Secondly, incompatibilities with the accountability principle of the GDPR, i.e. on the accountability of the wide variety of actors that may arise during the processing of personal data. The General Data Protection Regulation is based on the underlying assumption that for each processing of personal data there is a controller to whom the data subject can address to exercise his or her rights. However, in the blockchain this is not so straightforward, dealing with databases that sometimes seek to achieve decentralization by removing intermediaries and replacing a unitary actor with many different unrelated participants.
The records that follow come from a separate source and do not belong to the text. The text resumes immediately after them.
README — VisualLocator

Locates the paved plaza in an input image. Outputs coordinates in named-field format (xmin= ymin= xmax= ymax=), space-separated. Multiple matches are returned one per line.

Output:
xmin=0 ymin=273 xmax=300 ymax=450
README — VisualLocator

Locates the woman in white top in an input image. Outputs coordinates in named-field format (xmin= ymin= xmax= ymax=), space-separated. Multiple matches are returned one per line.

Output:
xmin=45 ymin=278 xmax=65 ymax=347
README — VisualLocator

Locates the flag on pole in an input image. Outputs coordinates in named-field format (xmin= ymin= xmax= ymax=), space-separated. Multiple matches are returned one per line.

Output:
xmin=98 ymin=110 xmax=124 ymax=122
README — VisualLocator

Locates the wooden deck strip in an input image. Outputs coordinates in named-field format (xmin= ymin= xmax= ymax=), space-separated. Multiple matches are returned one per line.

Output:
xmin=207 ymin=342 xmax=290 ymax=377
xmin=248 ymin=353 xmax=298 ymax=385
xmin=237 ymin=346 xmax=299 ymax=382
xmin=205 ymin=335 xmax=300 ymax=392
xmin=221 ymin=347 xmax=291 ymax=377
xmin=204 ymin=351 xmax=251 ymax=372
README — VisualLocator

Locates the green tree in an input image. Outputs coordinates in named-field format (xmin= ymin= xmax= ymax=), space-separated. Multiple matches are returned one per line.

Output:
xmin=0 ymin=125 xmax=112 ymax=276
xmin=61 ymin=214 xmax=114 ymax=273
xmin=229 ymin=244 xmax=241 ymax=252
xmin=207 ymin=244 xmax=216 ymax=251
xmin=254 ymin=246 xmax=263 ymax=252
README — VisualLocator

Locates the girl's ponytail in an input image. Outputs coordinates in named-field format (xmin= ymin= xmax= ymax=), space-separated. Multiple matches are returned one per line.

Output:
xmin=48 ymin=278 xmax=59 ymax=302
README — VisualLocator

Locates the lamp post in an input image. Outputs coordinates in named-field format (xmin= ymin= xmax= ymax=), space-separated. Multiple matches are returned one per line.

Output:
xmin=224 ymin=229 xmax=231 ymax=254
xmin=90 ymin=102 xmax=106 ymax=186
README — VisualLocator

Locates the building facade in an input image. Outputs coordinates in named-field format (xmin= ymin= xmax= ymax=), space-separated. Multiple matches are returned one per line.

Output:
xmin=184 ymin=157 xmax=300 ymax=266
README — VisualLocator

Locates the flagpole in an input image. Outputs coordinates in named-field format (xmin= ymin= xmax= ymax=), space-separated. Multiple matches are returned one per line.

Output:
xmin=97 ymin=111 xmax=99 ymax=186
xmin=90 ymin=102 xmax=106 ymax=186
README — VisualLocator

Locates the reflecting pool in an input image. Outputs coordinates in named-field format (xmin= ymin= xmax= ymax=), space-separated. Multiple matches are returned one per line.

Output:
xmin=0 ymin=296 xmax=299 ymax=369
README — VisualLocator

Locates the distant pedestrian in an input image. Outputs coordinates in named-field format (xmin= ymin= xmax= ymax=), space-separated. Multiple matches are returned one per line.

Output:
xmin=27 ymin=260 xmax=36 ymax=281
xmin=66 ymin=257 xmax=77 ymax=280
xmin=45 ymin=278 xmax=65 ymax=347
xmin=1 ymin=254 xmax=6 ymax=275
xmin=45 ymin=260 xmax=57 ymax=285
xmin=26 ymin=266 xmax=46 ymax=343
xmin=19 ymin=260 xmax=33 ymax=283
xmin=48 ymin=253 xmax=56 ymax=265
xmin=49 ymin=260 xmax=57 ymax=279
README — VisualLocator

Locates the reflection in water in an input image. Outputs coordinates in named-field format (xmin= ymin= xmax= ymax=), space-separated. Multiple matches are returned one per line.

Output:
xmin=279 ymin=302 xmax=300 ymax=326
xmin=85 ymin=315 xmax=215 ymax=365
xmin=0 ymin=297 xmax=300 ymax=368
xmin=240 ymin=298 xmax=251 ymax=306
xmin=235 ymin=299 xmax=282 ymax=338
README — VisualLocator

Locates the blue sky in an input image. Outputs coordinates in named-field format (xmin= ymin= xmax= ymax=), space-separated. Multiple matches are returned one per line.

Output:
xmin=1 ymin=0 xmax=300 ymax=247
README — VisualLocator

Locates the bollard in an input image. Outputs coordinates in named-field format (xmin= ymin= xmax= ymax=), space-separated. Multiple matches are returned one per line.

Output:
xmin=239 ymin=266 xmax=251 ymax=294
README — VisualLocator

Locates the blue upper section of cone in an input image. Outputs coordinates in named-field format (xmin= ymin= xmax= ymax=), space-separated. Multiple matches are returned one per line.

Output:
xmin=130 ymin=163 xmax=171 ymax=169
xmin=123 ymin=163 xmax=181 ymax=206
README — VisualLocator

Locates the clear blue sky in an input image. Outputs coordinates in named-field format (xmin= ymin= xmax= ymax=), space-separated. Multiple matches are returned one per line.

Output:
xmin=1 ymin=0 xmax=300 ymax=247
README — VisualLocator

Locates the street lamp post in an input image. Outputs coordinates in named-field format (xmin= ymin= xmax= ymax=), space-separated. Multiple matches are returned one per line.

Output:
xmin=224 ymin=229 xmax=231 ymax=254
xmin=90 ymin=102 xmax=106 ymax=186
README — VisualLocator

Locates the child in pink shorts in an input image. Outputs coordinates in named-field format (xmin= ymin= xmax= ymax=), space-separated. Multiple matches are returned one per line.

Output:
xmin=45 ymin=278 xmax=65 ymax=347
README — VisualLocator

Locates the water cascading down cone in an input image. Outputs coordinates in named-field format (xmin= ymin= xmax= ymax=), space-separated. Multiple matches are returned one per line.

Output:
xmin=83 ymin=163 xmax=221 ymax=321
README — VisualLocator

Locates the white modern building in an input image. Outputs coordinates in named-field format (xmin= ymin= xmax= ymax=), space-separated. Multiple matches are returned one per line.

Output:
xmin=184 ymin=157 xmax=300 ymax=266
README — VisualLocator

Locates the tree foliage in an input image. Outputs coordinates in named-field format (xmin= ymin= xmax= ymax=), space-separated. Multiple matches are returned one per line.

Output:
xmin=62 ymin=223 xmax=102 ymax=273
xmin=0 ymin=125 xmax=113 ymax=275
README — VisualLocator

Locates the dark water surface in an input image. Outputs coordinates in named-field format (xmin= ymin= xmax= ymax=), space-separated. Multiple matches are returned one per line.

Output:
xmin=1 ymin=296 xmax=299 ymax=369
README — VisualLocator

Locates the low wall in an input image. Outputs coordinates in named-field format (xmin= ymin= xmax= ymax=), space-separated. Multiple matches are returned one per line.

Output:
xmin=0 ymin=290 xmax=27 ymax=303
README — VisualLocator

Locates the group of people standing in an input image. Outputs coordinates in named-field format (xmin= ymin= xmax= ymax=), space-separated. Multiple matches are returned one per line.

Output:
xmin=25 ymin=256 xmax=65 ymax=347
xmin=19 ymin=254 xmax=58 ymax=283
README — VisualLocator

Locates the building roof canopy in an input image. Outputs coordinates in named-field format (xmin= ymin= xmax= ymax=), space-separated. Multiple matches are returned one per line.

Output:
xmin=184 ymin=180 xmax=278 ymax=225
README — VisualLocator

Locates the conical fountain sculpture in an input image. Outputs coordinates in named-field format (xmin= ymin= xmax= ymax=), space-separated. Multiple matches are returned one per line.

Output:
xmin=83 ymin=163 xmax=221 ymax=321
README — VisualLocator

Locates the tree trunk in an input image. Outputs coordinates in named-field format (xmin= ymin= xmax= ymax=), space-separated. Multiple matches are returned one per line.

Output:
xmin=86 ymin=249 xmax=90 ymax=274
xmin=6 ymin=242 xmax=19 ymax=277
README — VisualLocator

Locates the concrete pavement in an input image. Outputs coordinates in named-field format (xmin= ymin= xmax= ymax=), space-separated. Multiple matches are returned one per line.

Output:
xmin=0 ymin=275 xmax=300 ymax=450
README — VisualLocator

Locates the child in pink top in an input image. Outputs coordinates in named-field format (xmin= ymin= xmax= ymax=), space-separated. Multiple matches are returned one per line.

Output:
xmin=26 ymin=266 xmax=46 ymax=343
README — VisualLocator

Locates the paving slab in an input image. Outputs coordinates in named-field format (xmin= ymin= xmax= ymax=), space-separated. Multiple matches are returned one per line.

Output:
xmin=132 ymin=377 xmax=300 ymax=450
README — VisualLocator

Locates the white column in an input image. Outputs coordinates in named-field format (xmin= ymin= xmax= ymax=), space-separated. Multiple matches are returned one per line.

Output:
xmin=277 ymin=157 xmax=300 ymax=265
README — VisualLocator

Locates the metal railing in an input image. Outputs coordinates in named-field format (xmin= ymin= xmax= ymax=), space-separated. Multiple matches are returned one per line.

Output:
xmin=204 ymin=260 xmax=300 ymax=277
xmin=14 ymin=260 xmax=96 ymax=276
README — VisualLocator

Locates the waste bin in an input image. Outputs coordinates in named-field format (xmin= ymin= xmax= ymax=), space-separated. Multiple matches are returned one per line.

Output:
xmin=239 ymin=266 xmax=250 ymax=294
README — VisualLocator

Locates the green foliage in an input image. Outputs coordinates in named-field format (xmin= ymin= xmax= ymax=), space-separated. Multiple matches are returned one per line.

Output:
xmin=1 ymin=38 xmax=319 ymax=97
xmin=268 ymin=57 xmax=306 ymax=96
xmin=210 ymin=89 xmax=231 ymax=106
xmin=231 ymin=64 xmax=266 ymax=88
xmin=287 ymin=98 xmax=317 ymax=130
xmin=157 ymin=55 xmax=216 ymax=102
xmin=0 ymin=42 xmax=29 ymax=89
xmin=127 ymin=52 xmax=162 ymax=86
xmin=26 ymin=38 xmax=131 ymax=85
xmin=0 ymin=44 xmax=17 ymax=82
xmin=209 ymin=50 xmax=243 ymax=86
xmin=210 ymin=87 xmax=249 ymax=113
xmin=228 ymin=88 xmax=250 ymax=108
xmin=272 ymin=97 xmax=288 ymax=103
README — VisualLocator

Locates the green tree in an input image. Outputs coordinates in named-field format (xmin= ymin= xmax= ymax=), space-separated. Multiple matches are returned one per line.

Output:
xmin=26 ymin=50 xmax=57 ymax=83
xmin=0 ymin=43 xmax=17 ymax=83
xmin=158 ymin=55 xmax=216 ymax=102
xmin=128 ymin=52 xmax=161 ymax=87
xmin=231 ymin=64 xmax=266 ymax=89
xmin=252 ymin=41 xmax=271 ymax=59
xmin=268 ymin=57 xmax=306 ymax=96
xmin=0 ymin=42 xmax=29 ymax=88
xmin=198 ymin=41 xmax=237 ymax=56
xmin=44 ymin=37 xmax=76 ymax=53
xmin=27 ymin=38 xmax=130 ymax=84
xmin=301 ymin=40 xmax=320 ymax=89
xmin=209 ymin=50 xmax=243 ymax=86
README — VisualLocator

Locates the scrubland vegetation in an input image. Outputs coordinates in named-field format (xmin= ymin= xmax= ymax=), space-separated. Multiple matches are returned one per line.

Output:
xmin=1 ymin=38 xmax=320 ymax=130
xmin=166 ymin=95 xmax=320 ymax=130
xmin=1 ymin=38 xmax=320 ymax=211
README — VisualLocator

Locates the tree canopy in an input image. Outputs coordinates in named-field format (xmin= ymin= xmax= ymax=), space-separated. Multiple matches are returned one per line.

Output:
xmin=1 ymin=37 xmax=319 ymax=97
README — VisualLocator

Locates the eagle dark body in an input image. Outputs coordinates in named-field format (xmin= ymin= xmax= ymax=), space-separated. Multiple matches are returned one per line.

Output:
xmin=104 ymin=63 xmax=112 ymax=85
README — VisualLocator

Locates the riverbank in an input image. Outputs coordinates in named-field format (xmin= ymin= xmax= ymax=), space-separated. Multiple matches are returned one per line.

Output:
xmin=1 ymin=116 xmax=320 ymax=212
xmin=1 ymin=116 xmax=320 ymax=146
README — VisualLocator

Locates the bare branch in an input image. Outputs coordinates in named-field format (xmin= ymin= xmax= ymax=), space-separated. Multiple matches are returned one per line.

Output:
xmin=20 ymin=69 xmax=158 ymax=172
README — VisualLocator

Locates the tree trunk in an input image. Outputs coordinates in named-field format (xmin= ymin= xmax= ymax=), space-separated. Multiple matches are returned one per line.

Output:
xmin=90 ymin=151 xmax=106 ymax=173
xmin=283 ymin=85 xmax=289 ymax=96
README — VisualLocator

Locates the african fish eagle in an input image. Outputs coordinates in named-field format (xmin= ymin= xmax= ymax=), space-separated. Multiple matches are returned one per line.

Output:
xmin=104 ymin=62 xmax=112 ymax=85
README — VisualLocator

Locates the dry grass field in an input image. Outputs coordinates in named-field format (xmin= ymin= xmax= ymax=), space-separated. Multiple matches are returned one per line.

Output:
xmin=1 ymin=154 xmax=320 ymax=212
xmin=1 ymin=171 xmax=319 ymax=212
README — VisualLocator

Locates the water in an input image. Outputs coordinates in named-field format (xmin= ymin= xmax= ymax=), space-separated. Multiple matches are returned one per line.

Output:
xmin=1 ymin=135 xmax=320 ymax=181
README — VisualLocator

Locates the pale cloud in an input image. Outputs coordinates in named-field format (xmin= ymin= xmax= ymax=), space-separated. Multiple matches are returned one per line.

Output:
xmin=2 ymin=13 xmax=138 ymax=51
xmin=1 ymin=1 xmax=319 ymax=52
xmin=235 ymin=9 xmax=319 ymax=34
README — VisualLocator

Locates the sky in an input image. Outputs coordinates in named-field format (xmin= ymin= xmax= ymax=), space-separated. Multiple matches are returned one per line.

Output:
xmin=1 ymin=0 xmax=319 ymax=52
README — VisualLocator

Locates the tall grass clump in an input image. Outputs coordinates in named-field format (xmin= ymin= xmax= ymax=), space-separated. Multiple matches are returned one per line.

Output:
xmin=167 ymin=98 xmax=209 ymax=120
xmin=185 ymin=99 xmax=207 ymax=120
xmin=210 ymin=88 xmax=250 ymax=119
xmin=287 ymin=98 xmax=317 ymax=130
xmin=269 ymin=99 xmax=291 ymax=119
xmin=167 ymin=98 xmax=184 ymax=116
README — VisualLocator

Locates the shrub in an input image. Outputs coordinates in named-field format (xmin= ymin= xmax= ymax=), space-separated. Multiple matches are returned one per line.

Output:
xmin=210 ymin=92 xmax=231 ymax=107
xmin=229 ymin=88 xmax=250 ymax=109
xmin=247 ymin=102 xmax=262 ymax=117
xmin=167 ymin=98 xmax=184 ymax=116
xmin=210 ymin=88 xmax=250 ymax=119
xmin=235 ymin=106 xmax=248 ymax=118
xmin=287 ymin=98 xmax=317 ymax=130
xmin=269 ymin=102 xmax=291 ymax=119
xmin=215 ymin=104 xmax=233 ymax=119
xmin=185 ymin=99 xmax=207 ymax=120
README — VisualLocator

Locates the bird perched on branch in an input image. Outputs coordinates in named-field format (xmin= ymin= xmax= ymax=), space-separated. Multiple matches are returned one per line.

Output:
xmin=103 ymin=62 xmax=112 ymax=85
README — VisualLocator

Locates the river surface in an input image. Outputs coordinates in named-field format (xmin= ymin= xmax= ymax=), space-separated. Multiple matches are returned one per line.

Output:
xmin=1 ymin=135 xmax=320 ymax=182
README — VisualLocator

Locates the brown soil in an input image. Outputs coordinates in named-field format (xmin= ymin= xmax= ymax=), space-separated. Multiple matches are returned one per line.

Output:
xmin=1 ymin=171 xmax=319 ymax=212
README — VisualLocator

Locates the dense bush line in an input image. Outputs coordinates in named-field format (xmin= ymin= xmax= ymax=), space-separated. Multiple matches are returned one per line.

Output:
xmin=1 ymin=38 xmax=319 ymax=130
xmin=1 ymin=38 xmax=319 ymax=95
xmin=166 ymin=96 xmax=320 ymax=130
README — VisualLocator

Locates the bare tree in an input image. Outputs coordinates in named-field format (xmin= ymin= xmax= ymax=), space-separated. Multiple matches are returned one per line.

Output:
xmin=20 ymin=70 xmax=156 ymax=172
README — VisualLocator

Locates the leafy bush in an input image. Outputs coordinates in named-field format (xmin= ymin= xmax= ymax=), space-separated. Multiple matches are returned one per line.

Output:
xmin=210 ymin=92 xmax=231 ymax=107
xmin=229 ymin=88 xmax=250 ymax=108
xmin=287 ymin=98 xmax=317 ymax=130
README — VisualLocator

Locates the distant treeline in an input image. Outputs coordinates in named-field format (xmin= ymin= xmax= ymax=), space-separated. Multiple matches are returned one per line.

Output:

With this, it is most likely that even though a user is considered a data controller, he/she is unable to guarantee the rectification or erasure of data, since he/she has no real influence over the processing he/she is carrying out.

Hey, but then there are only problems? Nothing could be further from the truth, blockchain technologies can be used as a tool to support alternative forms of data management, processing and communication. Blockchains can be designed in a way that allows data to be exchanged without the need for a trusted central intermediary, providing transparency about who has accessed the data. Likewise, this technology could be applicable to smart contracts, automating the exchange of data and reducing transaction costs.

In summary, the technological neutrality of the structure of the data protection regulation means that it is sometimes difficult to apply its content; however, this same regulation provides mechanisms designed to deal with some of the problems presented, among them are the certifications or codes of conduct that aim to ensure that a company offers adequate and sufficient guarantees to comply with the principles established in the GDPR.

However, there is a clear and additional need for the supervisory authorities, together with the Commission and the European Data Protection Committee, to draw up homogeneous guidelines, recommendations and best practices, in order to establish basic rules on the design, development and use of the technology. blockchain.